3. It does not “cut out Congress” – indeed, it relies upon statutory authority. Nor does it contradict what Congress has prescribed. Neither the President nor the Secretary nor OLC has said anything to suggest that Congress could not, by statute, require a different enforcement scheme—to the contrary, OLC specifically acknowledges (pp. 4, 6) that Congress could legislate limits on enforcement discretion that the agency would be obliged to follow. Moreover, and of great significance, OLC specifically concludes that, because enforcement priority decisions must be “consonant with, rather than contrary to,” Congress’s policy decisions as reflected in the governing statutes (pp. 5, 20), it would not be permissible for DHS to afford deferred action status to one category of aliens that the agency had proposed to cover (parents of children who have received deferred action status under the so-called “DACA” program): Offering deferred action status to such aliens, OLC opined, would be unlawful because it would “deviate in important respects from the immigration system Congress has enacted and the policies that system embodies” (p. 32).

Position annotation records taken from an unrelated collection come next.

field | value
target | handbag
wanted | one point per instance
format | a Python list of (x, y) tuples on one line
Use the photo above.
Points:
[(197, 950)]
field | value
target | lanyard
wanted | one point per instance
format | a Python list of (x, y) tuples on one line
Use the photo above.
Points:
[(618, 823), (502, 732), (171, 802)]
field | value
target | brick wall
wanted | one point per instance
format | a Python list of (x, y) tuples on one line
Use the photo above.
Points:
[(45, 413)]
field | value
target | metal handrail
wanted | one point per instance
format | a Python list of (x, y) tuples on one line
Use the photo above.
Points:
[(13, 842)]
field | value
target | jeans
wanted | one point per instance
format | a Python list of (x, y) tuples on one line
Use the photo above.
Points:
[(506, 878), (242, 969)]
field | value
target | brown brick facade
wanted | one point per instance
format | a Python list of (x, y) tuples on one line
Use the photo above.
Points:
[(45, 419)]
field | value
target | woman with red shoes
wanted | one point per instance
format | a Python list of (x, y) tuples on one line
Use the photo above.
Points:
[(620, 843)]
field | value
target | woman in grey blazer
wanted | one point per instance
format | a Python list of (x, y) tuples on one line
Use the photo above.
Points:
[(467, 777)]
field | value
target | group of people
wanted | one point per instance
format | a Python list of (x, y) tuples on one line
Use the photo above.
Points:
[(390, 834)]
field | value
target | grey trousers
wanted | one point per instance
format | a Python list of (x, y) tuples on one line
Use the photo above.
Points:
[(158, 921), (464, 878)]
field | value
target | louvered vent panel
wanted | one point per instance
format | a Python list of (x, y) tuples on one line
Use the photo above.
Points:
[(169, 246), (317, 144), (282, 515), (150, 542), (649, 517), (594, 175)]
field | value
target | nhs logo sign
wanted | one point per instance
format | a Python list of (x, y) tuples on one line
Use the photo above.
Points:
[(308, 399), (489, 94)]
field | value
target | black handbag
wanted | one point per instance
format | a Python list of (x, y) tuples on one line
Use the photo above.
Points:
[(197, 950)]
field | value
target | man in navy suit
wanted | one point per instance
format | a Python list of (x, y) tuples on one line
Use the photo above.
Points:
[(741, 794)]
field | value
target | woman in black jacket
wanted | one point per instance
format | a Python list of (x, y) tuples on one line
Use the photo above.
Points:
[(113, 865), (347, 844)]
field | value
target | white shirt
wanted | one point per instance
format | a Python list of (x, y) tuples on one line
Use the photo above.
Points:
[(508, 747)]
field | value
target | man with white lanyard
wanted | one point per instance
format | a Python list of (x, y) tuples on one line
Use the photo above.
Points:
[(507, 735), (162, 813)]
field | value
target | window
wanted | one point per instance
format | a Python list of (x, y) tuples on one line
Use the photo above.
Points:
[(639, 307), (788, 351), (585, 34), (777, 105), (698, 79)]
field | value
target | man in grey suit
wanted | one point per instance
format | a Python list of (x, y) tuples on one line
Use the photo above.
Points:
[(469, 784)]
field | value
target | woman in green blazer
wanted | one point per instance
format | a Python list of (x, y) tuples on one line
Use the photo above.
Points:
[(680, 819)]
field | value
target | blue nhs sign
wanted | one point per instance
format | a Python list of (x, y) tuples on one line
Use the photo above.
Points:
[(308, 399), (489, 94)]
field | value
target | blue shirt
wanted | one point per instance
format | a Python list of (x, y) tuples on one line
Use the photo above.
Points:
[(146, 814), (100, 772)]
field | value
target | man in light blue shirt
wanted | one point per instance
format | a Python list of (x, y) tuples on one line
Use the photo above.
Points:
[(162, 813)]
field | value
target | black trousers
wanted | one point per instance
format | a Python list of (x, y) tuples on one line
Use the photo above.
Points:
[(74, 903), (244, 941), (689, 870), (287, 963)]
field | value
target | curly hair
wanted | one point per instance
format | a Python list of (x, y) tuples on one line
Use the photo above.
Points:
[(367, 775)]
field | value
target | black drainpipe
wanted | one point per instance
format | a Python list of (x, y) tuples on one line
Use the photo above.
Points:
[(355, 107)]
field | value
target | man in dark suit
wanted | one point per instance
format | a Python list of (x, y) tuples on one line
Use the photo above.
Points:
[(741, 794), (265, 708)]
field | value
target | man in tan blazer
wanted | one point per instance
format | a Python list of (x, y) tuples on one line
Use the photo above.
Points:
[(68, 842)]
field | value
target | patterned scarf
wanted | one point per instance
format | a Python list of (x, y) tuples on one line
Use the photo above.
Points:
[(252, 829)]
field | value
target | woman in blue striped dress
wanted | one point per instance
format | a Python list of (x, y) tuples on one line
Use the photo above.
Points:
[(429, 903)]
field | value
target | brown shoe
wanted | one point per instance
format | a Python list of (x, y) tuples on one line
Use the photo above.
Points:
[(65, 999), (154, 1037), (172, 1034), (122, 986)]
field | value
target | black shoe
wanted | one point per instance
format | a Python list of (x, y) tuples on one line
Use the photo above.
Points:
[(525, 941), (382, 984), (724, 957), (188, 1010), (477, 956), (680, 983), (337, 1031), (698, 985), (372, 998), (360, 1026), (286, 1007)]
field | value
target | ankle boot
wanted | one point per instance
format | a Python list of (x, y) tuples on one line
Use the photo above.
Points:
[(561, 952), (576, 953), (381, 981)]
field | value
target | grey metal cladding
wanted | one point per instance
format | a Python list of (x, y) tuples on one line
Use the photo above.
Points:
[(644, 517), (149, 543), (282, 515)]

But, again, this stands the Constitution on its head, arguing that the president can simply ignore large swaths of existing law unless Congress specifically passes a law – presumably, by a veto-proof supermajority – overturning his order.
Dellinger and Mr. Lederman are right on the larger point that presidents have carved out enormous discretionary power over the years and that the courts have allowed much of that to slide. That’s why I ultimately don’t support impeachment here. But I nonetheless believe Obama’s order has further weakened our system of checks and balances and, indeed, the rule of law.